In the evangelical world, we often claim that we care about character, but too often this amounts to nothing more than surface level box-checking on hot button policies. Often times, that is all we can look at or know. But we need to be wary of a feverish tribalism which embraces anyone who self-identifies as evangelical, or who happens to cite the Bible.
Every so often, a friend and I indulge a favorite argument. The debate is over what matters more when it comes to leadership: Character, or competence? While we both have similar worldviews, I have contended that character matters more, while my friend argues for the greater worth of competence.
Regardless of worldview or political orientation, I believe most Americans would side with me, at least when it comes to elections—which is, of course, meaningless as far as substantiating my argument. Furthermore, I suspect most citizens sense their own incompetency to act as a judge or arbiter over the competency of a political (or business) leader. That is neither their field nor expertise. However, every person has been perpetually engaged, since the day they were born, in exercising their powers of character assessment. We do this constantly. We have to, as socially dependent creatures.
So, although I may not have a whit of knowledge about a single issue addressed by a particular candidate, I may still listen to the man or woman, and walk away supremely confident in my ability to discern what sort of man or woman they are. It is stunning how quickly and decidedly we make determinations about whether we trust someone or not. And when we have done so, we sit back, at ease, convinced that we stand on level ground with any other person when discussing this particular leader and the gamut of their policies. After all, character judgments serve as all-encompassing assessments, applying all the resources of our own life and experience against all the personhood of another. And I have yet to meet a person who does not believe himself to be an above average judge of character.
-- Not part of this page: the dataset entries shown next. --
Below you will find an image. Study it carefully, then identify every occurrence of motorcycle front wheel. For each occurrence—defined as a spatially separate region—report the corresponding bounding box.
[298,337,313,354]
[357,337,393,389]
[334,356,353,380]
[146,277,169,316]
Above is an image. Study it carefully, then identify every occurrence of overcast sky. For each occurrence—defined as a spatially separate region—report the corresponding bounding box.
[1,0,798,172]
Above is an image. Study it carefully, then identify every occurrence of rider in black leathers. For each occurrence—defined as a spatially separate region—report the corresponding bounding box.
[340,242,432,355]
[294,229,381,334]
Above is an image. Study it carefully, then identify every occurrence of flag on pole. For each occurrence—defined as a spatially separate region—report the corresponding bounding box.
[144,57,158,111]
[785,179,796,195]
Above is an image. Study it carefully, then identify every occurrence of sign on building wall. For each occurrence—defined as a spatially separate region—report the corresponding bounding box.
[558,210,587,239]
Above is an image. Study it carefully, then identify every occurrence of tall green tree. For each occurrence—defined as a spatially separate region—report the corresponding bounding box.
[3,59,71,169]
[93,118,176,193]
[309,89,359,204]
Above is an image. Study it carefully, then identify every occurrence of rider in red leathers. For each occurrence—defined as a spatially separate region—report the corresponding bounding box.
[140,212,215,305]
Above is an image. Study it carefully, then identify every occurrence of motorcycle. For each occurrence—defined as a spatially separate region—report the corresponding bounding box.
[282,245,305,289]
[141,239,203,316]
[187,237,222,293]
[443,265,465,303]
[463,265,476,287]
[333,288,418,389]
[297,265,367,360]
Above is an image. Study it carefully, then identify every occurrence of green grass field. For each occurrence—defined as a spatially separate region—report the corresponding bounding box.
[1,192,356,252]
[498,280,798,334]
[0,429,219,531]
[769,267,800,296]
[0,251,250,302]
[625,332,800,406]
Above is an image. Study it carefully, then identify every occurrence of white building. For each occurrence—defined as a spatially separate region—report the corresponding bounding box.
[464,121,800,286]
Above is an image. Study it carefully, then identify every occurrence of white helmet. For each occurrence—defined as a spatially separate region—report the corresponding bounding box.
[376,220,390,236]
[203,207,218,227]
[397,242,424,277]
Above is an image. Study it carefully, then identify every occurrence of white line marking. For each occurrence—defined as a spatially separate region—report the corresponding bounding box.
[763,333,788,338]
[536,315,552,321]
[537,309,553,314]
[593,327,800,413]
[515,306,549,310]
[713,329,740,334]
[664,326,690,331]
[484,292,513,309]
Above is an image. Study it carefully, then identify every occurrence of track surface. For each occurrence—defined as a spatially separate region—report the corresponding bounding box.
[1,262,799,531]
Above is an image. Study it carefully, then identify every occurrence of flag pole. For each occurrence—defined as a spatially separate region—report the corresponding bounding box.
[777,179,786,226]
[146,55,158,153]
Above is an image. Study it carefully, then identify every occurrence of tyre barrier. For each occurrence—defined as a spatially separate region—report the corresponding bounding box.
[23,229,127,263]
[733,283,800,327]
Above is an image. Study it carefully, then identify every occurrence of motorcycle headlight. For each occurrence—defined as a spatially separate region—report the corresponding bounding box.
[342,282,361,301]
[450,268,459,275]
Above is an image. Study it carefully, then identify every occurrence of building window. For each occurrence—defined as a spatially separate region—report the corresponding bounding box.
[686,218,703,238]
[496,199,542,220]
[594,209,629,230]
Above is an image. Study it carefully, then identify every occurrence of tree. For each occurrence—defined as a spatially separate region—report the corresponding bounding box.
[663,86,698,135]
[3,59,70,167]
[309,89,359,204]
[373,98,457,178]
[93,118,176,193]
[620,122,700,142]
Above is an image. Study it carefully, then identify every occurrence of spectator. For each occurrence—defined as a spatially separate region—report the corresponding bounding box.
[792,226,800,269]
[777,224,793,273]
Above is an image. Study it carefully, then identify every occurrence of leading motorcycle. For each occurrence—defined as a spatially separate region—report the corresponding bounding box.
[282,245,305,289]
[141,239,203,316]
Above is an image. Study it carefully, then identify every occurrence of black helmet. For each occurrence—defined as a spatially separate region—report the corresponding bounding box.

To put our initial argument on equal footing, let’s examine two case studies on either extreme. In the first case, we have a highly competent leader—let’s call him Billy—who knows how to be successful, but is entirely unscrupulous. The argument in favor of Billy is that he can at least be worked with. He won’t “gum up the works”. Billy needs to be shown why a particular decision is advantageous to his interests, but once that threshold is crossed, he makes a ready, willing, and effective ally. Billy is someone who can be counted on to act “sensibly”, who can be relied on to contribute quality work, even if the ends are consistently selfish. Those who support Billy typically do so, not out of ignorance of his corruption, but because they want to see a job done, and are entrusting the checks and balances inherent in a healthy form of democracy, or a well-monitored institution. C.S. Lewis was a proponent of democracy precisely because he believed in the Fall of Man. Because no man or woman can be trusted, it is safer to diffuse power and authority. Or, as Winston Churchill said: “Democracy is the worst form of government…except for all the others.”